Cost-Efficient Computation Offloading in SAGIN: A Deep Reinforcement Learning and Perception-Aided Approach
Yulan Gao, Ziqiang Ye, Han Yu

TL;DR
This paper introduces a deep reinforcement learning and perception-aided method for cost-efficient computation offloading in SAGIN, optimizing task allocation and resource management amidst uncertainties to enhance 6G connectivity.
Contribution
It presents a novel DRL and perception-based framework for dynamic offloading and resource allocation in SAGIN, addressing uncertainties in device mobility and network conditions.
Findings
The proposed approach reduces network cost effectively.
It outperforms baseline methods in simulation scenarios.

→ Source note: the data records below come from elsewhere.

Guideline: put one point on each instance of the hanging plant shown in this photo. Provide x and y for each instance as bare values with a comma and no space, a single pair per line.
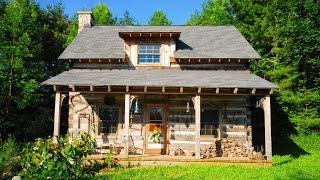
155,136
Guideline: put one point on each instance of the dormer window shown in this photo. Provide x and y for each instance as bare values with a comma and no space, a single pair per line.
149,54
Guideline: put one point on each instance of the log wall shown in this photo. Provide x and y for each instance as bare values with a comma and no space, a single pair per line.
234,122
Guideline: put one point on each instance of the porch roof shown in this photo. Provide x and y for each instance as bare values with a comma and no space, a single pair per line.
160,78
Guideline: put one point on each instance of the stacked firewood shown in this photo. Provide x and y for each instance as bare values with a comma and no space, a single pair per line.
233,148
179,152
209,152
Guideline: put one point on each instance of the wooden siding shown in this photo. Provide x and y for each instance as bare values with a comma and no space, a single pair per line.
181,125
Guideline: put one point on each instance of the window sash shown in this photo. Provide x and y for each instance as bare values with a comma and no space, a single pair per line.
149,54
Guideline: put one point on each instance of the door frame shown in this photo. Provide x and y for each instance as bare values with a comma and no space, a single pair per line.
164,127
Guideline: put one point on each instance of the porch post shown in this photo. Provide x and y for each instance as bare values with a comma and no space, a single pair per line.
197,108
267,126
57,111
126,122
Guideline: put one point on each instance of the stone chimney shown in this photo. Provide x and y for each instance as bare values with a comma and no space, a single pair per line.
85,19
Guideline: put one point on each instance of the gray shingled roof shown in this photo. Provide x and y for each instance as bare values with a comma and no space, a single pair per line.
160,77
194,42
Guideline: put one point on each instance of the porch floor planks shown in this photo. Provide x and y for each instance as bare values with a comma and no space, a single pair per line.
147,160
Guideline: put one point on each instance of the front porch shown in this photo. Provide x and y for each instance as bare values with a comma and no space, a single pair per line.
179,125
197,114
167,160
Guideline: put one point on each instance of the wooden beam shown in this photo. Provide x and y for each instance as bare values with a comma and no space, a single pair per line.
72,87
57,111
253,91
271,91
267,126
199,90
181,89
126,122
197,108
235,91
217,90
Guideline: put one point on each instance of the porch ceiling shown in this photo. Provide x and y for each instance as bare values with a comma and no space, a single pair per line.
160,78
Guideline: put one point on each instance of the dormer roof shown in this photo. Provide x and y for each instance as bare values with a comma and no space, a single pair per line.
104,42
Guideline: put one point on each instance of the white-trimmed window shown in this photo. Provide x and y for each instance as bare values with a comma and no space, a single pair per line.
149,54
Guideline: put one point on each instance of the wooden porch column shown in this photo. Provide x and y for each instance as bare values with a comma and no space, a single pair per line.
57,111
197,108
126,122
267,126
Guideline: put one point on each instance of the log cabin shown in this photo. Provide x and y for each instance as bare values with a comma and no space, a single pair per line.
164,90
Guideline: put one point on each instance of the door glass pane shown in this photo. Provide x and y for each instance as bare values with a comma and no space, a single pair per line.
155,114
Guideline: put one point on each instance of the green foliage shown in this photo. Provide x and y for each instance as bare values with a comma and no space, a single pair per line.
159,18
44,159
31,39
286,35
9,159
126,20
102,15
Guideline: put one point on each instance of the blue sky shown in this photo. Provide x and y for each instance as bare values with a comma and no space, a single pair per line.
178,11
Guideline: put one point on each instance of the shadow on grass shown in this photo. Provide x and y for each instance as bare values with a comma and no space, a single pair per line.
282,129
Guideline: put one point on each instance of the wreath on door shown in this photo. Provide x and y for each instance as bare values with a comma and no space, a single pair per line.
155,136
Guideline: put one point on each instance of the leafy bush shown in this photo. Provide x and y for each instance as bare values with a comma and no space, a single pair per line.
9,158
44,159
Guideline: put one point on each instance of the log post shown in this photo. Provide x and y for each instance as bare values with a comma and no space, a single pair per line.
267,126
126,122
197,108
57,111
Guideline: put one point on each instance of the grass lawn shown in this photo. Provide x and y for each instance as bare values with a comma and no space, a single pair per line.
298,158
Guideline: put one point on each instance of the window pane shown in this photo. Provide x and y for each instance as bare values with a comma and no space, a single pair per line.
155,113
149,54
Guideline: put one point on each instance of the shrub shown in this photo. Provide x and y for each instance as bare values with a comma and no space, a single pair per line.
9,158
44,159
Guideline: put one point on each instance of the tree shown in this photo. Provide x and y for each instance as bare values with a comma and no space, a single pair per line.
102,15
30,41
217,12
159,19
285,35
127,20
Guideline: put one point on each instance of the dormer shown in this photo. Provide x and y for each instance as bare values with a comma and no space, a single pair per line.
149,49
134,47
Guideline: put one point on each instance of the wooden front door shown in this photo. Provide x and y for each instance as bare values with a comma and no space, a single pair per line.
156,129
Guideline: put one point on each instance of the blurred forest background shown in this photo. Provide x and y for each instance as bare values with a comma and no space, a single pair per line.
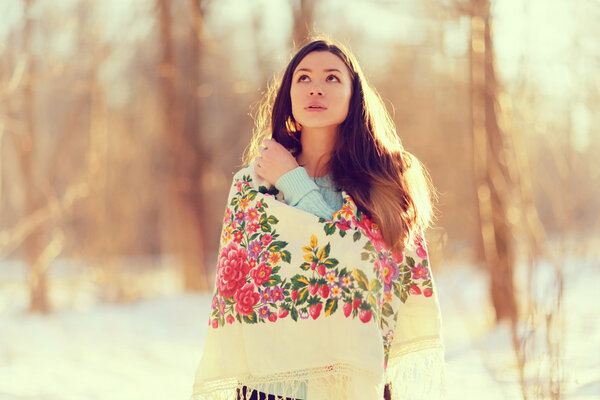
121,123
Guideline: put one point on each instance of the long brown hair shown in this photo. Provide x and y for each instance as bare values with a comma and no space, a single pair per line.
368,161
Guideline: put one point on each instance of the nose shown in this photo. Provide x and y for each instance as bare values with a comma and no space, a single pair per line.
316,91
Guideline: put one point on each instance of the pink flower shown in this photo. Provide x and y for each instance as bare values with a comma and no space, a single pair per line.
421,252
266,240
232,269
246,298
251,215
261,274
420,272
414,289
343,224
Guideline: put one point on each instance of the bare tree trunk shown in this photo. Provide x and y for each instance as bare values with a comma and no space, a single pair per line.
38,282
185,183
303,12
494,183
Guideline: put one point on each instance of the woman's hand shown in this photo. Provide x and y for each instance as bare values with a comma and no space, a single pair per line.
274,160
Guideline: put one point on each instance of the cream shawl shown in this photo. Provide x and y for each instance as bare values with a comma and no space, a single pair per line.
317,308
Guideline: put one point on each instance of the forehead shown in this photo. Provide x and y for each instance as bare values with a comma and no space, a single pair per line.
319,61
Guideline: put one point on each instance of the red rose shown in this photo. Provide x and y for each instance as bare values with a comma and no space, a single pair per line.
261,274
315,310
365,315
321,269
246,298
414,289
347,309
232,269
312,289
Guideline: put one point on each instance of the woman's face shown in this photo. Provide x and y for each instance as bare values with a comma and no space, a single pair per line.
320,91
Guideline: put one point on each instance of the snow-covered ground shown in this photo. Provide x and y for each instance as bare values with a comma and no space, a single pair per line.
149,349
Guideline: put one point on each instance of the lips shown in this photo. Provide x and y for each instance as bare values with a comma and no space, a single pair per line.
314,106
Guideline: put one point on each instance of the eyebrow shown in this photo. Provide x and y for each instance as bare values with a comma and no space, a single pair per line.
325,70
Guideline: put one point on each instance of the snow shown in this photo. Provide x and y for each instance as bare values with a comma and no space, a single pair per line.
149,349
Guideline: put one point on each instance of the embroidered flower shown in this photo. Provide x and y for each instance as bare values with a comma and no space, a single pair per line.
240,216
261,274
263,312
346,281
414,289
232,269
274,258
331,277
252,215
336,292
246,298
420,272
255,248
238,236
266,296
266,239
388,271
421,252
343,224
277,294
244,202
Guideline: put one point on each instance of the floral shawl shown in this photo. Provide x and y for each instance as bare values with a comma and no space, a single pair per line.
317,308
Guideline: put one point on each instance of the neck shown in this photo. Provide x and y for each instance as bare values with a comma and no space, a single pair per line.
317,146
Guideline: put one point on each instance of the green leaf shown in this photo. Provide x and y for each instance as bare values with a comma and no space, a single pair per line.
330,306
299,281
361,278
329,228
277,245
302,295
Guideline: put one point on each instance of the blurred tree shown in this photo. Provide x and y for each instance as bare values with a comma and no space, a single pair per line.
303,13
187,159
493,181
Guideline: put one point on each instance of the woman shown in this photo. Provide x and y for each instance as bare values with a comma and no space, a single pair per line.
330,150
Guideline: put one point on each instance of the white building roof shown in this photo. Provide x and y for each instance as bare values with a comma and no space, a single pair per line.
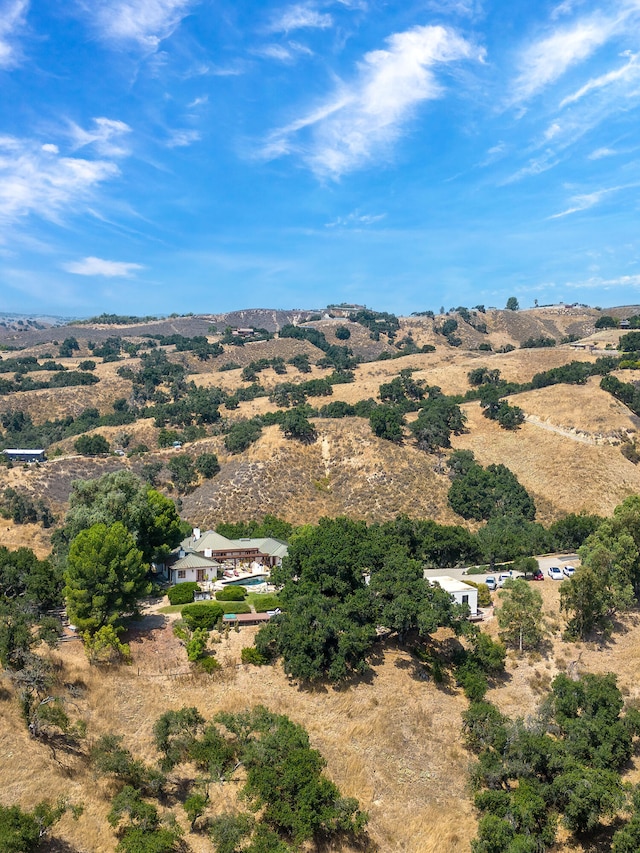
451,585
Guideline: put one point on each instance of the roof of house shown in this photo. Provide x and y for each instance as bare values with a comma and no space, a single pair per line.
209,540
193,561
452,585
268,545
212,541
246,617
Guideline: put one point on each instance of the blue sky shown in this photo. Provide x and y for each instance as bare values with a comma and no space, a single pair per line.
176,155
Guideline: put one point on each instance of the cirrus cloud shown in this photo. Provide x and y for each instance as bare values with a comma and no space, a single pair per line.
98,266
35,179
366,116
145,22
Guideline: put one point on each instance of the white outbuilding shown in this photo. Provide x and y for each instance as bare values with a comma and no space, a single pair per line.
462,593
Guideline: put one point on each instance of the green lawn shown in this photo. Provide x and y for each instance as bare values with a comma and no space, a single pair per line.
229,606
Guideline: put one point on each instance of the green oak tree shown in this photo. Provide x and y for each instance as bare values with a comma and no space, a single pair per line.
105,576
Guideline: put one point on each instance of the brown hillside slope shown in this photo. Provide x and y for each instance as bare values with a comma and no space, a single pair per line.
586,409
390,740
563,474
346,471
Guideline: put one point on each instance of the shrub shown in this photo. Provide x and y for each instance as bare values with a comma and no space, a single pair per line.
208,665
91,445
202,615
207,464
267,602
473,682
232,593
183,593
235,607
251,655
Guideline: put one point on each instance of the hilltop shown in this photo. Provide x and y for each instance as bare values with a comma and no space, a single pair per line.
567,453
391,738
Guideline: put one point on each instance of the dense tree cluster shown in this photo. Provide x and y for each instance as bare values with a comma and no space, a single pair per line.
608,580
482,493
283,782
328,629
563,764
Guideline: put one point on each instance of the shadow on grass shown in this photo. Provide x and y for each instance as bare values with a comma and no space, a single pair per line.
361,842
598,841
58,845
138,629
376,658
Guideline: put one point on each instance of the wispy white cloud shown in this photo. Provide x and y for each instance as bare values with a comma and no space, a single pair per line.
145,22
98,266
365,117
182,138
565,8
547,59
35,179
13,14
355,219
462,8
105,136
587,200
300,16
535,166
627,72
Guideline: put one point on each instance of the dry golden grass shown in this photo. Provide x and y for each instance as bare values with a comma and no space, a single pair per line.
562,473
32,536
346,471
584,409
391,741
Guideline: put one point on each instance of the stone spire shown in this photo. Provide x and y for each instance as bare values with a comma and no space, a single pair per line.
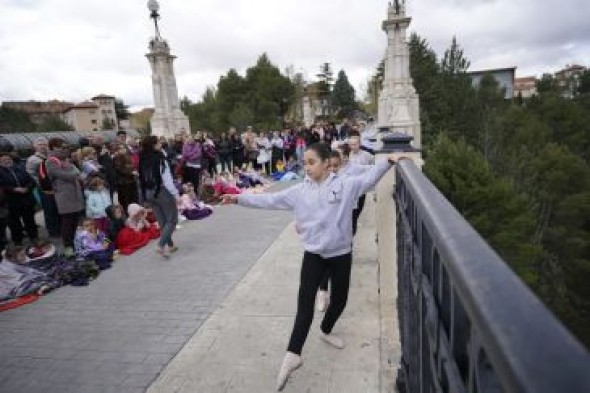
399,109
168,119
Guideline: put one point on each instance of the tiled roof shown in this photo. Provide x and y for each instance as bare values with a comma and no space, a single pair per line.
84,105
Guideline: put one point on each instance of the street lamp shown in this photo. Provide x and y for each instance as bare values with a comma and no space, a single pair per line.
153,6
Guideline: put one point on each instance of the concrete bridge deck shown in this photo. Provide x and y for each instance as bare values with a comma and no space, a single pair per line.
214,318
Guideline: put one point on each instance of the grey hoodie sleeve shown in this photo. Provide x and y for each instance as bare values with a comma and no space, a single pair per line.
362,184
283,200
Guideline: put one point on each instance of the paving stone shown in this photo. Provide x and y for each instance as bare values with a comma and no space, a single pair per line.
137,315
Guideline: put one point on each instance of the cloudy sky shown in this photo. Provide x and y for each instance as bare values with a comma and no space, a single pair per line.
74,49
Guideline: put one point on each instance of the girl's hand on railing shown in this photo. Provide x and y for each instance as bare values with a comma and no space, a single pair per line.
228,199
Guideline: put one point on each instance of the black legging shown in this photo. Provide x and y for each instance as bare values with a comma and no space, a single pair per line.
69,224
312,270
193,175
19,214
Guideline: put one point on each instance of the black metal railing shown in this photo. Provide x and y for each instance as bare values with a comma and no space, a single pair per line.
467,323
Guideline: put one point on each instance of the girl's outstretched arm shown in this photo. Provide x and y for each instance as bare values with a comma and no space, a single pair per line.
363,183
282,200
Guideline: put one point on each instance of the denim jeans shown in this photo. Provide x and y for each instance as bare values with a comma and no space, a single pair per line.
52,220
164,207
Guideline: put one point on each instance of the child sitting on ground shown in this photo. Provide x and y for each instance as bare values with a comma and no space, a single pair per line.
190,207
137,218
17,279
225,184
98,199
41,250
92,243
137,231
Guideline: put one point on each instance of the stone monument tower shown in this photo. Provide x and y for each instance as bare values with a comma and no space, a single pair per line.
168,119
399,108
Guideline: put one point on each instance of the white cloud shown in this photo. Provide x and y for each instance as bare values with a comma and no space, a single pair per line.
72,50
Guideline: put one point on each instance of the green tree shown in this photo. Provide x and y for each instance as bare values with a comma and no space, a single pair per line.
269,93
490,97
242,116
54,123
547,84
343,95
584,86
231,91
495,208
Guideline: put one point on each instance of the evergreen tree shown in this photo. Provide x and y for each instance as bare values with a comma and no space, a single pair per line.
325,81
343,96
454,62
491,204
269,93
584,86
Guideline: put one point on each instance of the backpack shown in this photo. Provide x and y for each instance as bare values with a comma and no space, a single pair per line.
44,180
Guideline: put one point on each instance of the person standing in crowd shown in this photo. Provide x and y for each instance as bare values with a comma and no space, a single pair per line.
67,188
103,153
192,155
18,186
237,149
289,143
45,193
322,204
358,157
159,192
126,178
224,150
340,163
328,135
278,152
122,140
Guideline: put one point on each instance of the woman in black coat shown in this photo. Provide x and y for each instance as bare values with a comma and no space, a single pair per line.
18,188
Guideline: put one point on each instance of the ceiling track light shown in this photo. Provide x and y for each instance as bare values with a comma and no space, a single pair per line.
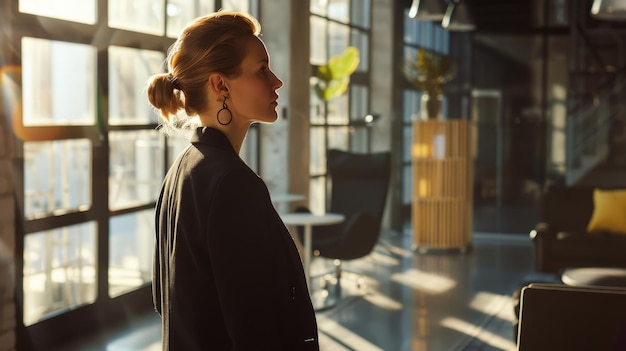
457,17
610,10
429,10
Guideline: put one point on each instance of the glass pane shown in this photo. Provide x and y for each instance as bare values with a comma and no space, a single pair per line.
317,162
58,82
338,138
57,177
182,12
83,11
318,41
59,270
318,7
130,251
338,38
136,167
361,11
360,139
361,41
339,10
359,102
145,16
317,107
317,198
338,110
176,143
128,71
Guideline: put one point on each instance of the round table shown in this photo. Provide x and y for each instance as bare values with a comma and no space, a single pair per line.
308,220
599,276
280,200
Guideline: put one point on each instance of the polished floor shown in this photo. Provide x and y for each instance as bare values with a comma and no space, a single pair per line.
437,301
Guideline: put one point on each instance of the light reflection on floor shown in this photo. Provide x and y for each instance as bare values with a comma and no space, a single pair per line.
409,301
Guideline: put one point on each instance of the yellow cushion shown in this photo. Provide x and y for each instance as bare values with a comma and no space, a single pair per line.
609,211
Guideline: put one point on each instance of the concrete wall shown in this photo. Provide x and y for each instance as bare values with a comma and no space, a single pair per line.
7,225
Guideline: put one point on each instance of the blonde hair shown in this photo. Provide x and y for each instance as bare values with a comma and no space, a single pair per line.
210,44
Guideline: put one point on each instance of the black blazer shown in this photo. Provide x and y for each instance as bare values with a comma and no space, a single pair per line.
227,274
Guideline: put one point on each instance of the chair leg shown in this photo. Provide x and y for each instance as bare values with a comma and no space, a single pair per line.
338,273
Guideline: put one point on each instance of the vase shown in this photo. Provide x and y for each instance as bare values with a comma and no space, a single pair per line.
430,106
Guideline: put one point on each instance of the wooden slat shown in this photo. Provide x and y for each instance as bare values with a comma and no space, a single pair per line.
442,184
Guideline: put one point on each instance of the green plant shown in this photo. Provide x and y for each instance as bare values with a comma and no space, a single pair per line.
429,72
334,77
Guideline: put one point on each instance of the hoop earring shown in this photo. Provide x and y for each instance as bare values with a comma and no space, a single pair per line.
224,108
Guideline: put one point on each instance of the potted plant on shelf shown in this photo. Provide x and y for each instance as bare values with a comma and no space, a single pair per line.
332,79
429,72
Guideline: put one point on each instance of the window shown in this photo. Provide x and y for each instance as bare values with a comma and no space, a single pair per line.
336,25
92,158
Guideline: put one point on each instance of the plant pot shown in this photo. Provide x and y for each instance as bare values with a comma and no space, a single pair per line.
431,106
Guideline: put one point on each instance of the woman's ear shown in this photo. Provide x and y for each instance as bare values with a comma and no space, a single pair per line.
217,84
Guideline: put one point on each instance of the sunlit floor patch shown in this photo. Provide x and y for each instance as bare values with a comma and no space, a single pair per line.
342,335
477,332
493,304
422,281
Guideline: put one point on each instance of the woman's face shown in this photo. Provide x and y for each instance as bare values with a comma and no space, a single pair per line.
252,94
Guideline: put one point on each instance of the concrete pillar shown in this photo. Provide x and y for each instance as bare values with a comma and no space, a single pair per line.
285,162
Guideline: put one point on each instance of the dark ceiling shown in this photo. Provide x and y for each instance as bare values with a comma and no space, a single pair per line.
529,17
502,16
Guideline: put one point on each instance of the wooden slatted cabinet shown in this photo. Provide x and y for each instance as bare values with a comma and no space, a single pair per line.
442,184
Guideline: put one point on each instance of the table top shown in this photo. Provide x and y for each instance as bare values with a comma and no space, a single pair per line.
300,218
286,197
603,276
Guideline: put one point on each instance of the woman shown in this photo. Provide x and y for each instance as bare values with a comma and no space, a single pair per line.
227,274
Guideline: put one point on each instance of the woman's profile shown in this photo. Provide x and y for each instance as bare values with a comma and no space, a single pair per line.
227,274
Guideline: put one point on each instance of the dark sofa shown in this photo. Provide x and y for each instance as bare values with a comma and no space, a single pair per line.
561,239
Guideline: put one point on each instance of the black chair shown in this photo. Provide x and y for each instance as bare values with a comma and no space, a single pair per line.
358,186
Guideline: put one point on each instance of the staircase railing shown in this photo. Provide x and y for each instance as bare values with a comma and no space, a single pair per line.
588,128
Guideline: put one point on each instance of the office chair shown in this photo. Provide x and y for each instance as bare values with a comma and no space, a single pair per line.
358,185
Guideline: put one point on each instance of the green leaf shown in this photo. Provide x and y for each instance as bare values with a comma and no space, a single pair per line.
333,78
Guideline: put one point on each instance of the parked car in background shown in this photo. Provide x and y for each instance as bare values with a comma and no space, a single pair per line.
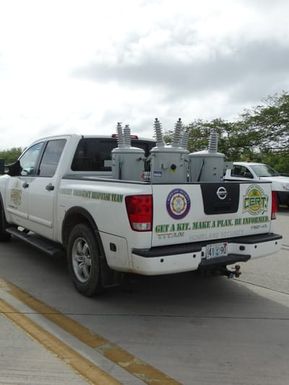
259,172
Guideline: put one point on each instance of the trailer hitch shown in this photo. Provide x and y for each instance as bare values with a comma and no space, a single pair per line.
235,273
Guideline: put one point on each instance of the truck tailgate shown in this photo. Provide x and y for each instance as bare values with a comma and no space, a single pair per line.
209,211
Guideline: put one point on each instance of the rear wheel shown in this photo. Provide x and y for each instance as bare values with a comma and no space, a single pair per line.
3,235
84,260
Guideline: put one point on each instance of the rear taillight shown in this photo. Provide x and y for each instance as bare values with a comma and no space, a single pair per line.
274,205
140,212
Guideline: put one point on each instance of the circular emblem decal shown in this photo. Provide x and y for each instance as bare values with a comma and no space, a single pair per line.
222,193
178,203
255,200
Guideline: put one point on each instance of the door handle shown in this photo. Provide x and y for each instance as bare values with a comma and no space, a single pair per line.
49,187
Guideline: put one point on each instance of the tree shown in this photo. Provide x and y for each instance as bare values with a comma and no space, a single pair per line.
11,155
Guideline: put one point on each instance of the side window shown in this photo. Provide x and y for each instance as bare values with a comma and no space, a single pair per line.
51,156
237,171
247,173
241,172
93,155
29,159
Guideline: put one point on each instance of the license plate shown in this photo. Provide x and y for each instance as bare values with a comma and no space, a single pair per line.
216,250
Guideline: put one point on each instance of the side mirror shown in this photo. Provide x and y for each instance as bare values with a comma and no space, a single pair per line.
14,169
2,167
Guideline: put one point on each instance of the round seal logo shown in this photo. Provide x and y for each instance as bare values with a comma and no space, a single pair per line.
178,203
255,200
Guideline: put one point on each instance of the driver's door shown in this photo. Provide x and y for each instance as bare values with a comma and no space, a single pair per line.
18,186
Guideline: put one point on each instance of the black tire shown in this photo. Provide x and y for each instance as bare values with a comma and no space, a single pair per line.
83,257
4,236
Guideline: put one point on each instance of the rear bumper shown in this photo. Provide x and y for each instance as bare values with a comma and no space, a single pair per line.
191,256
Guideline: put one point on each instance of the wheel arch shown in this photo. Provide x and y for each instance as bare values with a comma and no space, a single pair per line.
74,216
77,215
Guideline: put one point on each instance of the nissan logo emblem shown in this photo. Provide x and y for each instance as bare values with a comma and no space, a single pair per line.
222,193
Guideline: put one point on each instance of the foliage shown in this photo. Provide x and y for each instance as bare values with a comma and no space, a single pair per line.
260,134
10,156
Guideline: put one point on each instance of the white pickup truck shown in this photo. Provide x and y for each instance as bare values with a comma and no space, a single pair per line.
130,205
261,172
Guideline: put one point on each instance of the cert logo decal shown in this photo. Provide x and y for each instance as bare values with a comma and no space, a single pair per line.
178,203
255,200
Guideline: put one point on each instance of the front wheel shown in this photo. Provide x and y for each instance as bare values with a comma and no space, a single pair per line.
84,260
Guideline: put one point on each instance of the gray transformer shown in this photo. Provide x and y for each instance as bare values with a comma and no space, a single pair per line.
169,165
207,165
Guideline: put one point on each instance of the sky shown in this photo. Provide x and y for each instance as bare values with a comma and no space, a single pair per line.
81,66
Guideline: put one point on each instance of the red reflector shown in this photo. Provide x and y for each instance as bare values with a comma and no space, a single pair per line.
140,212
274,205
132,136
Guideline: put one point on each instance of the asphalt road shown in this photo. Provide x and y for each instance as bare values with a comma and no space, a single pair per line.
182,329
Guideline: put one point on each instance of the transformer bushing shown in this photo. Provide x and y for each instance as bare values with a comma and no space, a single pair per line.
169,164
127,161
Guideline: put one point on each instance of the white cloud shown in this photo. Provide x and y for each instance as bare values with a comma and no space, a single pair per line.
83,65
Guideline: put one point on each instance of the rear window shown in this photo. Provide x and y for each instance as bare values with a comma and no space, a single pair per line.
94,154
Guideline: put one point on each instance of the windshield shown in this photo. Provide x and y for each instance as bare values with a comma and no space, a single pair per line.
264,170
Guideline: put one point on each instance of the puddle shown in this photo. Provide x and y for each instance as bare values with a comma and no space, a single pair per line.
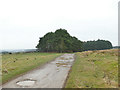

The method adapts well to varying network parameters.
Abstract
The Space-Air-Ground Integrated Network (SAGIN), crucial to the advancement of sixth-generation (6G) technology, plays a key role in ensuring universal connectivity, particularly by addressing the communication needs of remote areas lacking cellular network infrastructure. This paper delves into the role of unmanned aerial vehicles (UAVs) within SAGIN, where they act as a control layer owing to their adaptable deployment capabilities and their intermediary role. Equipped with millimeter-wave (mmWave) radar and vision sensors, these UAVs are capable of acquiring multi-source data, which helps to diminish uncertainty and enhance the accuracy of decision-making. Concurrently, UAVs collect tasks requiring computing resources from their coverage areas, originating from a variety of mobile devices moving at different speeds. These tasks are then allocated to ground base stations (BSs),…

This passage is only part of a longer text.